Einzelne Anlagenhersteller bieten ihre BHKW bereits ab Werk mit Datenschnittstellen an, mit denen sich der Anlagenzustand ermitteln und gegebenenfalls durch Sollwert- oder Parameteränderungen beeinflussen lässt. Zum Teil werden hierzu vorhandene und in die jeweilige Anlagensteuerung eingebettete Webserver genutzt. Allerdings berücksichtigen nicht alle Hersteller die in diesem Zusammenhang erforderlichen Sicherheitsaspekte ausreichend. Zum einen sehen sie eine Authentifizierung über die Angabe von Benutzername und Passwort stellenweise als ausreichend für den Zugriffsschutz an. Zum anderen ist der Einsatzort solcher Anlagen aus Sicht der Hersteller stets ein völlig sicheres lokales Netzwerk, in dem sich lediglich vertrauenswürdige Benutzer befinden, die über keinerlei Verbindungen zum Internet verfügen – eine realitätsfremde Einschätzung, wie die Praxis zeigt.
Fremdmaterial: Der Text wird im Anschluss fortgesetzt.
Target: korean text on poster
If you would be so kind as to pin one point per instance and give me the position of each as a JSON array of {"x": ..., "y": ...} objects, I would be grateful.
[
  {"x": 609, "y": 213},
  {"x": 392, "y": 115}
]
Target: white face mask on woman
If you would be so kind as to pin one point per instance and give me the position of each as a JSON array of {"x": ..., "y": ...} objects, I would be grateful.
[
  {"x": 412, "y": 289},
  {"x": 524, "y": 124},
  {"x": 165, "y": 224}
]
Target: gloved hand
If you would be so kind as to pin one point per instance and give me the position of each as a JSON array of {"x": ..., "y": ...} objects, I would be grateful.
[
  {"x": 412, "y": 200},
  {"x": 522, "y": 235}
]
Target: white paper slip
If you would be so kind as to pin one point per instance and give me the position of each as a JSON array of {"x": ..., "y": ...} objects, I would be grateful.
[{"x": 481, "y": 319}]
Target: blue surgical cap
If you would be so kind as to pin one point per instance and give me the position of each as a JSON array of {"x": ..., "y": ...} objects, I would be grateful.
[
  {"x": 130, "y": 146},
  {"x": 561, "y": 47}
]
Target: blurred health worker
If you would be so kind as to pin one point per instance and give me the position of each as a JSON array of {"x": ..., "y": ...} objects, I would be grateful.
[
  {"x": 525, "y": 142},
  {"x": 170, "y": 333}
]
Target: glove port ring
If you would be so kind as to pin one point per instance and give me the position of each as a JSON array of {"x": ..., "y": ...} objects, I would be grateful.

Die Betreiber selbst störten sich in der Vergangenheit ebenfalls nicht sonderlich an der unzureichenden Sicherheit. Vielfach nutzte man daher den integrierten Webserver der Steuerungen für Fernzugriffe aus dem Internet. Damit das BHKW auch nach einem Wechsel der IP-Adresse erreichbar ist, den Internetprovider automatisch alle 24 Stunden durchführen, wird zusätzlich der Dyn-DNS-Dienst (dynamischer DNS-Service) aktiviert. Auf diese Weise ist es möglich, von jedem beliebigen Ort aus über einen leicht zu merkenden Hostnamen auf den Webserver der BHWK-Steuerung zuzugreifen. Das Problem dabei ist, dass nun praktisch jeder, der die Kombination aus Benutzername und Passwort kennt, per Internet die BHKW-Daten lesen oder schreiben kann. Da als Name-/Passwort-Kombination oft die Standardeinstellungen der Hersteller oder einfache Kombinationen wie „admin/admin“ verwendet werden, steht dem Missbrauch Tür und Tor offen. Noch riskanter ist die Verwendung einer fixen IP-Adresse für den Internetzugang des Routers. Spezial-Suchmaschinen wie Shodan, die das gesamte Internet nach erreichbaren Geräten durchsuchen und indizieren, bieten die Ergebnisse mit Hyperlinks versehen auf Webseiten für jeden frei zugänglich an.

Dass unautorisierte Fernzugriffe in der Praxis tatsächlich vorkommen, musste Anfang letzten Jahres ein führender deutscher Hersteller von Mikro-BHKW feststellen: Da ein „unzuverlässiger“ Nutzer den LAN-Verkehr per Klartext auf der Kabelverbindung zwischen Steuerung und Router in seiner Anlage abgehört hatte und dadurch sogar in den Besitz der Name-/Passwort-Eingaben für werksseitige Remote-Servicezugriffe kam, konnte er auch Heizungen anderer Betreiber per Internet ein- und ausschalten [1]. Da die betroffenen Anlagen neben der Heizungsfunktion auch elektrische Energie erzeugten und in das Stromnetz einspeisten, war die öffentliche Infrastruktur betroffen und es musste das Bundesamt für Sicherheit in der Informationstechnik (BSI) eingeschaltet werden. Der betroffene Hersteller musste Kunden, Öffentlichkeit und BSI die Ursachen erklären und glaubhaft aufzeigen, wie diese Sicherheitslücke in Zukunft geschlossen wird.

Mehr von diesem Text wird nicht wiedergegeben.